そして、一応オヤジと顧問契約を結んでいる。
つまり
顧問契約が何かという事は……のちに話すとしよう。
「言い方が悪いかもしれないが、TABO電機なら黒澤重工なんて、木っ端みたいなもんじゃん? どうしてあんな扱いを……」
黒澤重工は、造船業を中核とした企業であり、10年前までは世界で三指に入る大企業だったが、ある事件……まぁ、俺が関わっているんだが、それによって今となって中堅企業に成り下がっている。
なのでTABO電機に比べればその規模は大分小さい。
家柄でみたら、黒澤なんかより田母神さんが圧倒的だ。
「これは、私個人の問題ですので、家は関係ありません」
自然と俺の顔が綻びるのを感じられる。
「あわわわ、私、何かおかしな事を言いましたか?」
「いや、田母神さんみたいな人がこの学園にいてくれて、嬉しくって」
「はぅ……嬉しいなんて……」
田母神さんの顔がみるみる赤く染まっていく。
「そういえば、他の部員は?」
辺りを見渡しても田母神さん以外の部員が見当たらないので気になって聞いてみると、
「そのぉ……いません」
「うん?」
「園芸部の部員は、私一人しかいないんです……」
「一人? じゃあ、この辺りの花壇や畑は全部で田母神さん一人で造り上げたものなの?」
「はい……」
「凄いね! これだけの物を一人で造り上げるなんて!」
「いえ、そんな! 好きでやってるだけで、そんなに褒められる様な事ではないです!」
「十分褒められる事だよ。
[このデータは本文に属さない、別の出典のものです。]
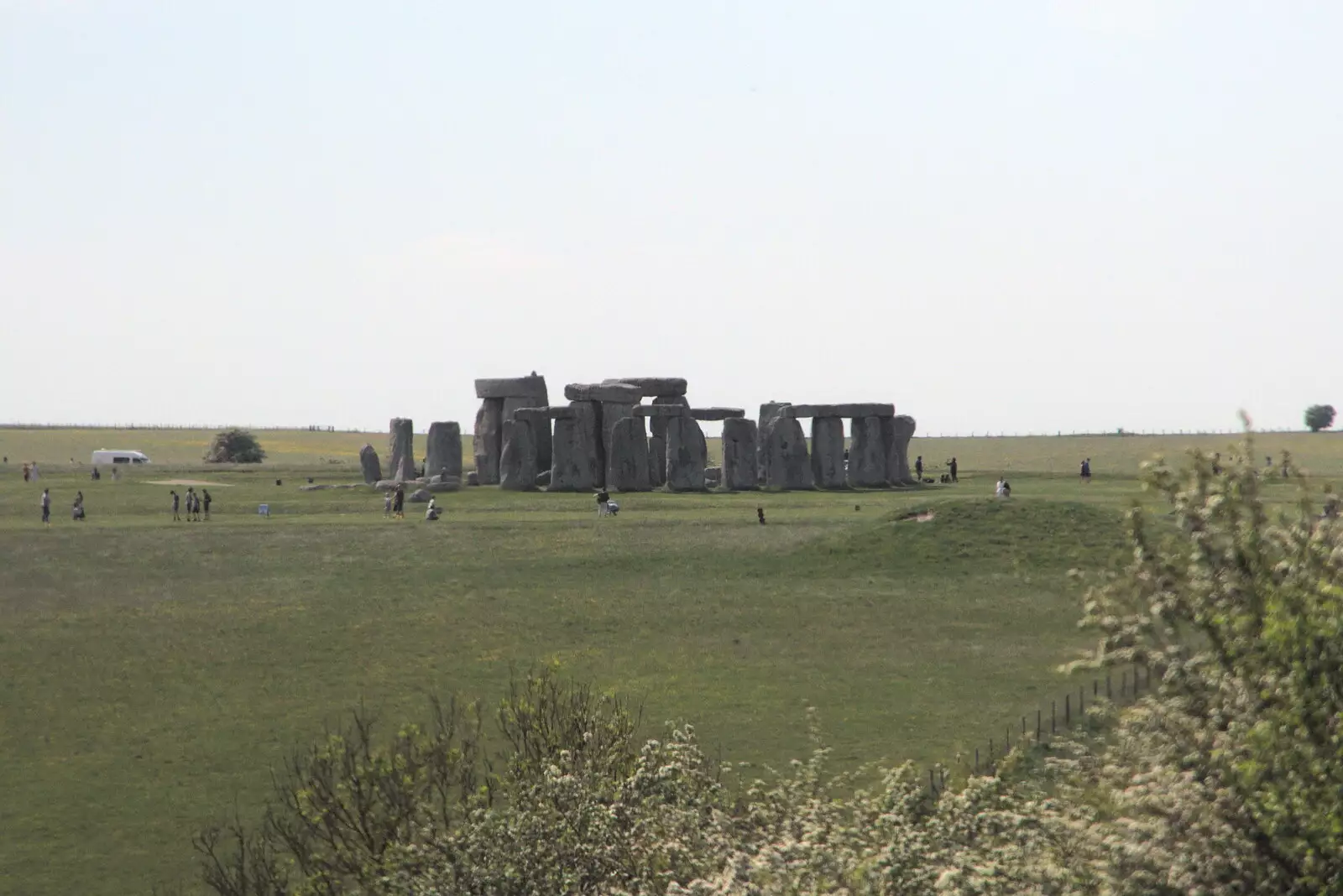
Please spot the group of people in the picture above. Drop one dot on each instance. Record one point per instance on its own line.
(195, 502)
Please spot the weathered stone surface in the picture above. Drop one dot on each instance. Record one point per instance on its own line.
(617, 392)
(739, 454)
(651, 387)
(628, 463)
(517, 459)
(866, 454)
(541, 432)
(716, 414)
(657, 461)
(369, 463)
(610, 412)
(786, 463)
(488, 440)
(402, 448)
(828, 452)
(687, 455)
(577, 463)
(443, 450)
(841, 411)
(897, 435)
(660, 411)
(512, 388)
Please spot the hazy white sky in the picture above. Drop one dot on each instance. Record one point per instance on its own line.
(1002, 216)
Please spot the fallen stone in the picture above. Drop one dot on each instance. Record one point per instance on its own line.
(739, 454)
(628, 461)
(577, 461)
(617, 392)
(841, 411)
(651, 387)
(369, 463)
(828, 452)
(786, 463)
(488, 440)
(897, 436)
(443, 450)
(517, 459)
(687, 455)
(866, 454)
(402, 448)
(718, 414)
(510, 388)
(660, 411)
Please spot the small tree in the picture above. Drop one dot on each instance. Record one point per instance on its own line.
(234, 447)
(1319, 418)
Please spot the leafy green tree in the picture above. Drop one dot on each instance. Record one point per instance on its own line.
(1228, 779)
(234, 447)
(1319, 418)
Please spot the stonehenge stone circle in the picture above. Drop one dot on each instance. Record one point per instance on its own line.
(517, 459)
(716, 414)
(828, 452)
(687, 455)
(739, 454)
(628, 461)
(402, 448)
(866, 454)
(897, 450)
(785, 450)
(369, 464)
(575, 461)
(488, 440)
(443, 450)
(655, 387)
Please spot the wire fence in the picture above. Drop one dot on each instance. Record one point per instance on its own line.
(1061, 715)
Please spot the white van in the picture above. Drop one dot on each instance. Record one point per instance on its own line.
(109, 456)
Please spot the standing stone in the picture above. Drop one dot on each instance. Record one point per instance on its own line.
(897, 434)
(658, 439)
(369, 463)
(488, 440)
(739, 455)
(828, 452)
(687, 454)
(786, 455)
(517, 457)
(628, 463)
(866, 454)
(575, 461)
(443, 450)
(402, 450)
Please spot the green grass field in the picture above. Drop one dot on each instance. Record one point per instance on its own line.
(154, 671)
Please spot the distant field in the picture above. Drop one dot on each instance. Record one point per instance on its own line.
(154, 671)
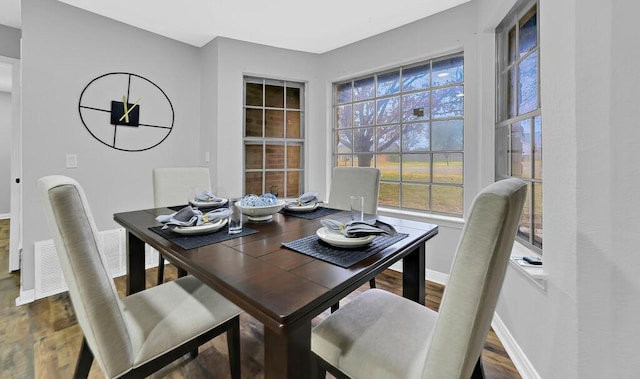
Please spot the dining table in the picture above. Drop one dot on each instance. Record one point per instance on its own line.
(264, 273)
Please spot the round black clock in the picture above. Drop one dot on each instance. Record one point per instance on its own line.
(126, 111)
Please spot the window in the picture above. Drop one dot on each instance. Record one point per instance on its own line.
(409, 123)
(519, 120)
(273, 137)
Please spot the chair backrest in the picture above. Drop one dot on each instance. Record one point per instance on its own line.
(475, 280)
(349, 181)
(91, 287)
(171, 184)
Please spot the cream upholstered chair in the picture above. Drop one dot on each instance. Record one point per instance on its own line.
(382, 335)
(139, 334)
(349, 181)
(170, 188)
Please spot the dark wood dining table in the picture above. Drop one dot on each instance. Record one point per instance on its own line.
(281, 288)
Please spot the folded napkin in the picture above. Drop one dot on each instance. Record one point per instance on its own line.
(188, 216)
(207, 196)
(307, 198)
(353, 229)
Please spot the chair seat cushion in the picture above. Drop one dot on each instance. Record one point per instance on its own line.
(162, 317)
(373, 328)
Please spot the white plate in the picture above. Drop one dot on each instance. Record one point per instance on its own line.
(339, 240)
(206, 204)
(301, 208)
(201, 229)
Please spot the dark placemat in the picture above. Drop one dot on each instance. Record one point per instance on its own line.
(316, 213)
(315, 247)
(195, 241)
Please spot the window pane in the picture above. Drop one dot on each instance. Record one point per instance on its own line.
(389, 194)
(447, 102)
(274, 96)
(537, 214)
(344, 93)
(253, 122)
(388, 110)
(294, 156)
(521, 149)
(416, 168)
(274, 123)
(293, 98)
(447, 168)
(388, 139)
(537, 145)
(528, 78)
(415, 106)
(389, 165)
(447, 135)
(294, 123)
(415, 78)
(253, 157)
(446, 199)
(364, 113)
(363, 89)
(448, 71)
(363, 140)
(415, 196)
(294, 184)
(254, 94)
(389, 83)
(415, 137)
(253, 183)
(275, 156)
(274, 182)
(528, 31)
(343, 116)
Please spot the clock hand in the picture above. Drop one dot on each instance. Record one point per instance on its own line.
(125, 116)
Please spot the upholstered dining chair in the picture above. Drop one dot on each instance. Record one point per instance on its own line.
(350, 181)
(141, 333)
(382, 335)
(170, 188)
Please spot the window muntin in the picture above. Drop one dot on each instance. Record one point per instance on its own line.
(409, 123)
(519, 121)
(273, 137)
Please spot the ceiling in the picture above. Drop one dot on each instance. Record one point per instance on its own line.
(314, 27)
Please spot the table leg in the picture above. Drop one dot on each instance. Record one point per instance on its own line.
(287, 353)
(413, 275)
(135, 264)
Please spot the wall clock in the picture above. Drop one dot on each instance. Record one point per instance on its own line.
(126, 111)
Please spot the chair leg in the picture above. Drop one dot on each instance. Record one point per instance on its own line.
(160, 269)
(85, 358)
(478, 371)
(233, 344)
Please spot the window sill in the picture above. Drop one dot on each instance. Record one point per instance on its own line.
(535, 274)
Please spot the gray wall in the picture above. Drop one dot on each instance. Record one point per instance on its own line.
(9, 42)
(5, 152)
(63, 49)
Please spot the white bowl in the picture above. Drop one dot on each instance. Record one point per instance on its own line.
(264, 213)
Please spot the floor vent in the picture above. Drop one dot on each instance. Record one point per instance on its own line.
(48, 274)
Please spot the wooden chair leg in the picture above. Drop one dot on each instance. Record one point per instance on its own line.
(160, 269)
(85, 358)
(478, 371)
(233, 344)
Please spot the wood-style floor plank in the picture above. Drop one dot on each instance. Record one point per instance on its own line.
(42, 339)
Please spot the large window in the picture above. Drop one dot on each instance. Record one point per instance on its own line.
(519, 121)
(409, 123)
(273, 137)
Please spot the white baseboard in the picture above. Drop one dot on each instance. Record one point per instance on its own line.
(519, 359)
(26, 297)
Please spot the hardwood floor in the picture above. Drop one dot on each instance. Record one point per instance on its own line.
(42, 339)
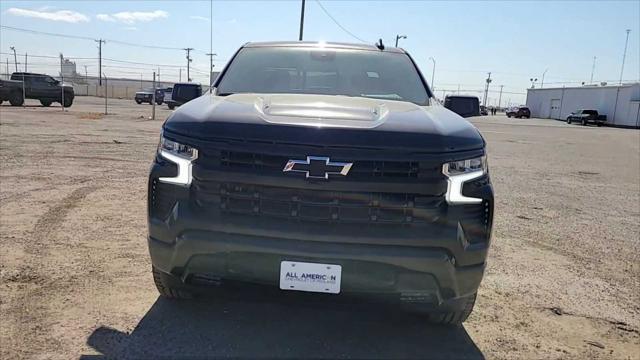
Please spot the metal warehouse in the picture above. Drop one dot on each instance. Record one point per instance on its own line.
(621, 104)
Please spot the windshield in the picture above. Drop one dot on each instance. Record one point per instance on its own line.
(373, 74)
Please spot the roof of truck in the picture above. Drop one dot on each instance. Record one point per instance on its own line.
(321, 44)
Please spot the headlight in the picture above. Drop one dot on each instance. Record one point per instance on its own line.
(459, 172)
(180, 154)
(455, 168)
(173, 147)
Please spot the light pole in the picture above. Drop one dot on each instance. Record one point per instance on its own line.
(433, 72)
(15, 57)
(486, 90)
(542, 82)
(301, 22)
(623, 56)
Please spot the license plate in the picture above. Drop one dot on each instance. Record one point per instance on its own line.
(312, 277)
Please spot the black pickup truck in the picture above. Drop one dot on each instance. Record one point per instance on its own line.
(325, 168)
(36, 86)
(585, 117)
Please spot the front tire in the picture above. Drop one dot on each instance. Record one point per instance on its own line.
(454, 318)
(16, 99)
(166, 285)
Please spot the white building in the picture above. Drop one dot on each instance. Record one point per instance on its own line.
(621, 103)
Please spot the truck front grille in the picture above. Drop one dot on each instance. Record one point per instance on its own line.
(236, 160)
(318, 206)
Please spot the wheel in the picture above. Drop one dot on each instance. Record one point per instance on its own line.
(68, 101)
(16, 99)
(455, 318)
(166, 285)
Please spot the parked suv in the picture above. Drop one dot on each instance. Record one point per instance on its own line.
(146, 95)
(519, 112)
(35, 86)
(183, 93)
(324, 168)
(587, 116)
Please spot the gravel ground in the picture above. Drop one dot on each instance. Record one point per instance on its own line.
(562, 282)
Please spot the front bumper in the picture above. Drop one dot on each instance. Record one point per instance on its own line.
(435, 263)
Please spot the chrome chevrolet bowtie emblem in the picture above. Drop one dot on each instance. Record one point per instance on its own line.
(318, 167)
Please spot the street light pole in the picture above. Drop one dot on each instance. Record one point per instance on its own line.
(623, 56)
(542, 82)
(15, 57)
(486, 90)
(301, 22)
(433, 72)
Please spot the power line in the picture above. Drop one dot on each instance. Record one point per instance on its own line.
(337, 23)
(87, 38)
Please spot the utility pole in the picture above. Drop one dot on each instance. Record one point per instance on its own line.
(486, 90)
(542, 82)
(623, 56)
(301, 22)
(211, 55)
(153, 98)
(398, 37)
(433, 72)
(188, 50)
(105, 94)
(100, 42)
(15, 58)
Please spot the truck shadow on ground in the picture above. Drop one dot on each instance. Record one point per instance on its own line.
(272, 328)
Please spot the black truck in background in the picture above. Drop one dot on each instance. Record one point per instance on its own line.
(36, 86)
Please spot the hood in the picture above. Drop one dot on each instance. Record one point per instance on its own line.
(325, 120)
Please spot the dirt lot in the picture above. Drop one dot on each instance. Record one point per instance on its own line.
(563, 279)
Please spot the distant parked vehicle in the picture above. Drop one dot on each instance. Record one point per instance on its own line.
(465, 106)
(519, 112)
(587, 116)
(183, 93)
(36, 86)
(146, 95)
(167, 94)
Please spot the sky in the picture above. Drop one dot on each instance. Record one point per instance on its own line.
(514, 40)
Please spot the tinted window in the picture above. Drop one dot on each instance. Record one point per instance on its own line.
(187, 92)
(463, 106)
(374, 74)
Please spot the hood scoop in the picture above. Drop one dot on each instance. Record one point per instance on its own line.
(322, 110)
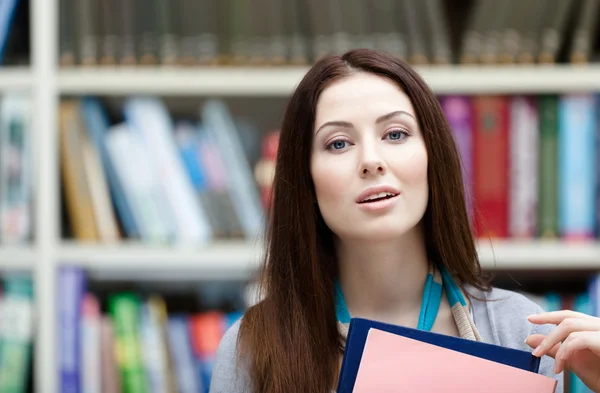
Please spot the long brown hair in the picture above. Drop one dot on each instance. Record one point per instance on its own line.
(290, 339)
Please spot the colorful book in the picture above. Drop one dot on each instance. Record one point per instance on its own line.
(125, 309)
(16, 336)
(577, 171)
(491, 171)
(71, 291)
(548, 167)
(459, 113)
(369, 363)
(385, 353)
(524, 143)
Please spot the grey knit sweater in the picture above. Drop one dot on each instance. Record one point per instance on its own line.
(502, 320)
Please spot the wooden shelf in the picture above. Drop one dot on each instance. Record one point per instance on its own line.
(15, 78)
(239, 260)
(280, 81)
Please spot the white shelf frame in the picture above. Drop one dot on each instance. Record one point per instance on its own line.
(280, 81)
(17, 258)
(237, 260)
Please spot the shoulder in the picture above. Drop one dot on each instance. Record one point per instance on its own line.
(230, 373)
(501, 318)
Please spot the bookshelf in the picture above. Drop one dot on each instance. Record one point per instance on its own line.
(257, 81)
(15, 78)
(226, 260)
(17, 258)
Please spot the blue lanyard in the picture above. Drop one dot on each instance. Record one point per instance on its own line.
(432, 298)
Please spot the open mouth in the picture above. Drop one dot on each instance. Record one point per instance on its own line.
(378, 197)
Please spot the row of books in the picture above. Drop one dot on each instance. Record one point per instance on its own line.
(274, 32)
(169, 180)
(530, 163)
(133, 343)
(16, 169)
(16, 332)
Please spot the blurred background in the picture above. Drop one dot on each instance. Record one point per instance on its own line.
(137, 141)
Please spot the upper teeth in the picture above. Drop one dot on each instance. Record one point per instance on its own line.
(376, 196)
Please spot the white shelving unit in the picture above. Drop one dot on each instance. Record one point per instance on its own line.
(237, 260)
(249, 81)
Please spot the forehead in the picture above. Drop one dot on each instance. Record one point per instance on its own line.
(362, 95)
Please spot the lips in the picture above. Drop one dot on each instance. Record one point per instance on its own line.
(375, 194)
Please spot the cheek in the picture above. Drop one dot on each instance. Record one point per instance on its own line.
(330, 182)
(411, 168)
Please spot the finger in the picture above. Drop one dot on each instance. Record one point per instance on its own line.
(579, 341)
(536, 339)
(562, 331)
(576, 342)
(556, 317)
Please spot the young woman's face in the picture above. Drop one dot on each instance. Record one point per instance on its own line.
(369, 161)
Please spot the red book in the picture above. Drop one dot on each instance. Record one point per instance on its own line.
(491, 169)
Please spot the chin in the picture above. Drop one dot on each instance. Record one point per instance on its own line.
(378, 234)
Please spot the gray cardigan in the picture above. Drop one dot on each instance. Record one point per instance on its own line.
(502, 320)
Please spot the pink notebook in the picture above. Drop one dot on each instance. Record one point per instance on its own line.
(392, 364)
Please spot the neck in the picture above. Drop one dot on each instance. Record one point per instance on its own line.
(384, 280)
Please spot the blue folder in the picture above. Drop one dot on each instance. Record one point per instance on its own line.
(359, 330)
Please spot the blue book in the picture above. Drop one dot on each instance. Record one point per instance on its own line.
(359, 331)
(97, 124)
(576, 169)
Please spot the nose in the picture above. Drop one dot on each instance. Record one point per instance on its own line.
(371, 163)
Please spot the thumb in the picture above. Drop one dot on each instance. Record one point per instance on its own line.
(536, 339)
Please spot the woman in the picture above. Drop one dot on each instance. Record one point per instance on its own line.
(574, 343)
(368, 220)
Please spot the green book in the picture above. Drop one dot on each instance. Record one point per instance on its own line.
(124, 309)
(548, 191)
(16, 333)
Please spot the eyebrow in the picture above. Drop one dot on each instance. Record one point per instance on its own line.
(380, 119)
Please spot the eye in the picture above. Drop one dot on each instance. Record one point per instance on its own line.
(338, 144)
(396, 135)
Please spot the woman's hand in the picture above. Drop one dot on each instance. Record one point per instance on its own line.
(574, 344)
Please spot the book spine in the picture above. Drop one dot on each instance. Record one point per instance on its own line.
(16, 336)
(576, 137)
(97, 125)
(491, 173)
(206, 330)
(124, 309)
(72, 288)
(181, 352)
(548, 173)
(244, 193)
(524, 167)
(111, 382)
(150, 120)
(15, 169)
(90, 345)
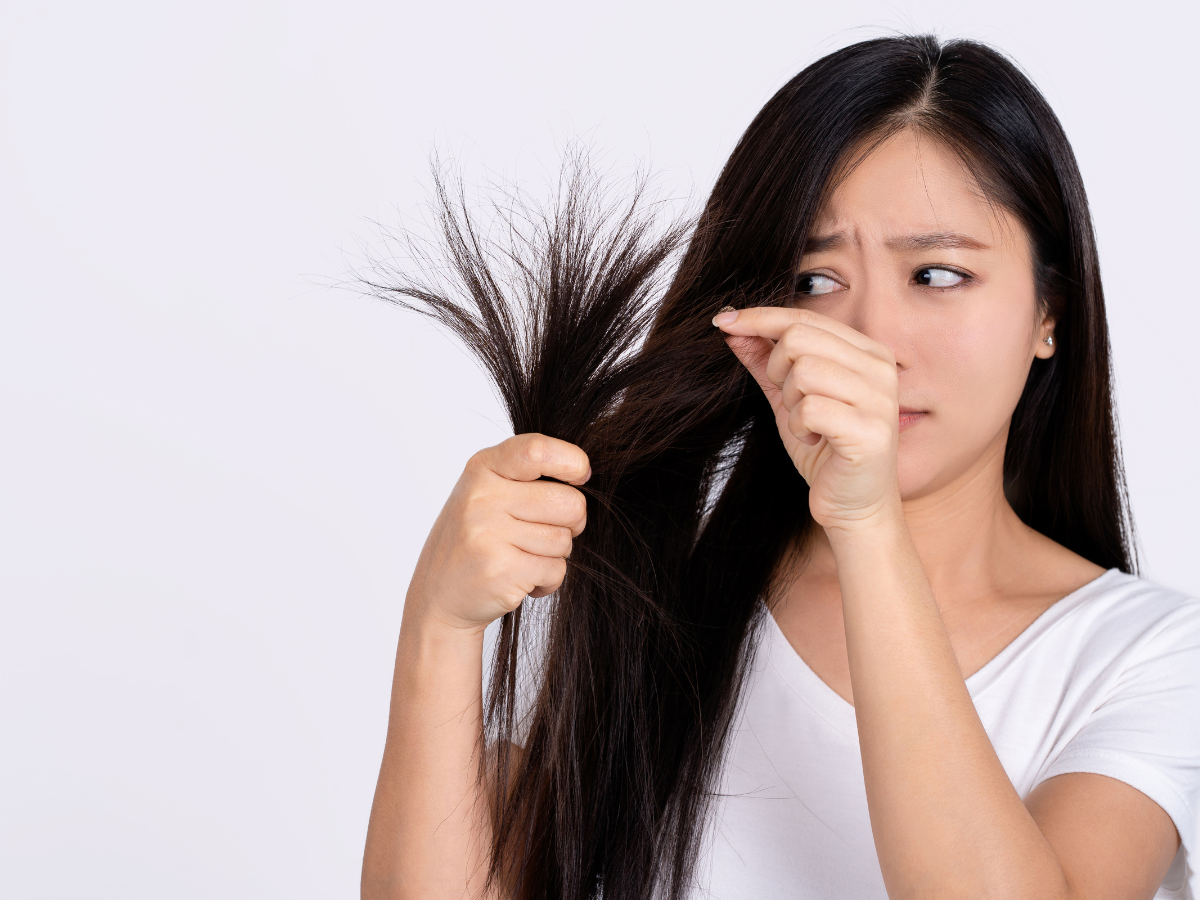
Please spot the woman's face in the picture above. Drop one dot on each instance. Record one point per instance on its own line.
(909, 252)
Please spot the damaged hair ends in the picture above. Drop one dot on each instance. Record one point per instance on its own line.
(593, 319)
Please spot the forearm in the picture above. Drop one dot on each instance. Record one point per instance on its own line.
(429, 833)
(946, 819)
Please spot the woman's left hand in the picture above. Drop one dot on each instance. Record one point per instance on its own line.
(835, 397)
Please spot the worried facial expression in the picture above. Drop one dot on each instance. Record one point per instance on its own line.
(909, 251)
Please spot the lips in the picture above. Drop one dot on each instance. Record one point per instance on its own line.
(911, 417)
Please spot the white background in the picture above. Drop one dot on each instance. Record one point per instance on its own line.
(215, 475)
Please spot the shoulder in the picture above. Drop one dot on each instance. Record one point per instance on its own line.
(1125, 622)
(1138, 603)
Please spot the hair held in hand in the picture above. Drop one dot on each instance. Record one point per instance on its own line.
(593, 318)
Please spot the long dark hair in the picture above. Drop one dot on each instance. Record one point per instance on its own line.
(695, 509)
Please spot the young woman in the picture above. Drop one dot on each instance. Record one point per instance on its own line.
(852, 615)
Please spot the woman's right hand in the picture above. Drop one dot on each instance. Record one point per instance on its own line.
(503, 534)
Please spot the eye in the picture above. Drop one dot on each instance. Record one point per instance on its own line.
(936, 277)
(814, 285)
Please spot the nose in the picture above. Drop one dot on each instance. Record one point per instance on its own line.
(875, 306)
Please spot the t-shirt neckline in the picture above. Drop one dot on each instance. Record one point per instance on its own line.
(840, 713)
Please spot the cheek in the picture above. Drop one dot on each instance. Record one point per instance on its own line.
(970, 370)
(978, 367)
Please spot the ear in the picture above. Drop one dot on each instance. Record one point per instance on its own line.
(1047, 343)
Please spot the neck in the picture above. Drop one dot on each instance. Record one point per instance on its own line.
(967, 537)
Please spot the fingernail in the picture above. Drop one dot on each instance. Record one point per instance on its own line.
(726, 315)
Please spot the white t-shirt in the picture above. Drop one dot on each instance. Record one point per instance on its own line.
(1107, 682)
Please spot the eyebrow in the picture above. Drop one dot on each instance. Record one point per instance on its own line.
(934, 240)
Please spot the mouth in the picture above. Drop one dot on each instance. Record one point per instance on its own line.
(911, 417)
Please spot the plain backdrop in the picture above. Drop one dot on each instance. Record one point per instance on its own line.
(216, 473)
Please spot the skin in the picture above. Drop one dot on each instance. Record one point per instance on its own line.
(893, 382)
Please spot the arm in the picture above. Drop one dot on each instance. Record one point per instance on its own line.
(947, 821)
(503, 535)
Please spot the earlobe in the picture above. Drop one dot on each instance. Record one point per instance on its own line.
(1045, 348)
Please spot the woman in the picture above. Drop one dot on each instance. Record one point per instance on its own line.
(852, 616)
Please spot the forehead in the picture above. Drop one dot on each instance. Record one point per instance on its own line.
(915, 184)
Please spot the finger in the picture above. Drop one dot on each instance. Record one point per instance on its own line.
(772, 322)
(801, 340)
(816, 375)
(527, 457)
(540, 540)
(547, 503)
(841, 425)
(547, 575)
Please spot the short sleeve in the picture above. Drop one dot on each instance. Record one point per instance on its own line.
(1146, 733)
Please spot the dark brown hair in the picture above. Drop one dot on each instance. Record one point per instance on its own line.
(694, 504)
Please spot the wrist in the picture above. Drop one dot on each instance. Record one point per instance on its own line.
(424, 628)
(886, 519)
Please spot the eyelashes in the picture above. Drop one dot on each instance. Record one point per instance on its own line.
(930, 276)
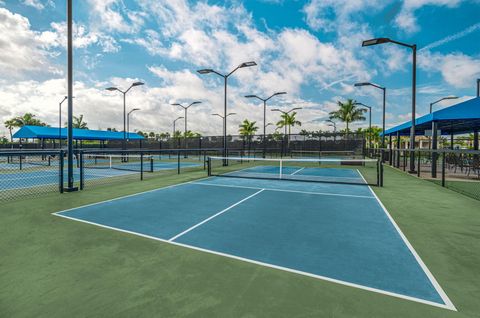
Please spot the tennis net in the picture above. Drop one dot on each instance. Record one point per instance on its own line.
(341, 154)
(348, 171)
(126, 162)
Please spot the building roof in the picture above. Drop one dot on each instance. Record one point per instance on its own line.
(78, 134)
(460, 118)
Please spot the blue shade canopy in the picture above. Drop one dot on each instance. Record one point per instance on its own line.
(458, 119)
(78, 134)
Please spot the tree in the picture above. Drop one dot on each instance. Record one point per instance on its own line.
(247, 130)
(78, 122)
(288, 120)
(348, 112)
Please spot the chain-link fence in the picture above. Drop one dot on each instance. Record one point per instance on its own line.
(30, 173)
(458, 170)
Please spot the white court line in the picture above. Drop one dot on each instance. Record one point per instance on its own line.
(297, 171)
(214, 216)
(126, 196)
(286, 269)
(436, 285)
(284, 190)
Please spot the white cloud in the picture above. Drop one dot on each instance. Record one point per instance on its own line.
(406, 19)
(330, 15)
(21, 48)
(39, 4)
(114, 16)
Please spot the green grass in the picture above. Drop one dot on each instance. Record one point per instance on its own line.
(53, 267)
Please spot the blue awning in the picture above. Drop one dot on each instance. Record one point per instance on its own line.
(42, 132)
(461, 118)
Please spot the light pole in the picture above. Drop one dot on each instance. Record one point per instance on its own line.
(174, 122)
(225, 77)
(264, 100)
(384, 89)
(438, 101)
(414, 89)
(285, 125)
(60, 121)
(186, 108)
(128, 122)
(124, 108)
(369, 124)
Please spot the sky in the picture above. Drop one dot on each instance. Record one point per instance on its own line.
(310, 49)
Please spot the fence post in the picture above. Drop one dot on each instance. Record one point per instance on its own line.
(60, 172)
(82, 170)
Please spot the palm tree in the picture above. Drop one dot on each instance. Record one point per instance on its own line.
(247, 130)
(288, 120)
(348, 112)
(78, 123)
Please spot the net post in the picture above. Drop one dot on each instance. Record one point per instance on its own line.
(141, 166)
(381, 174)
(178, 162)
(60, 171)
(443, 169)
(82, 170)
(419, 157)
(281, 168)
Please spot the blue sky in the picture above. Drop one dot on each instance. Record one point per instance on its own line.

そうだ! 俺、園芸に興味があって選択授業も園芸を選択したんだけど」
「本当ですか?」
「うん。それで、良かったら俺を園芸部に入れてくれないかな? そんで、色々園芸について俺に教えて欲しい」
これだけを一人で造り上げた田母神さんに園芸について教えてもらえば、並大抵の事は出来るようになるだろう。
「園芸部に? 黒木さんが?」
田母神さんは、戸惑った表情をする。
もしかして、一人で作業するのがいいのかな?
「迷惑だったら諦めるけど……」
「い、いえ! 迷惑だなんて! 今までずっと一人でやってきたので実感が沸かなくて……ついに、園芸部に私以外の部員が……嬉しいです……」
良かった、すごく嬉しそうだ。
「じゃあ、これからよろしくな、部長」
「きゃッ、部長だなんて! こちらこそよろしくお願いします!」
こうして俺は田母神さんはと出逢い園芸部に入部した。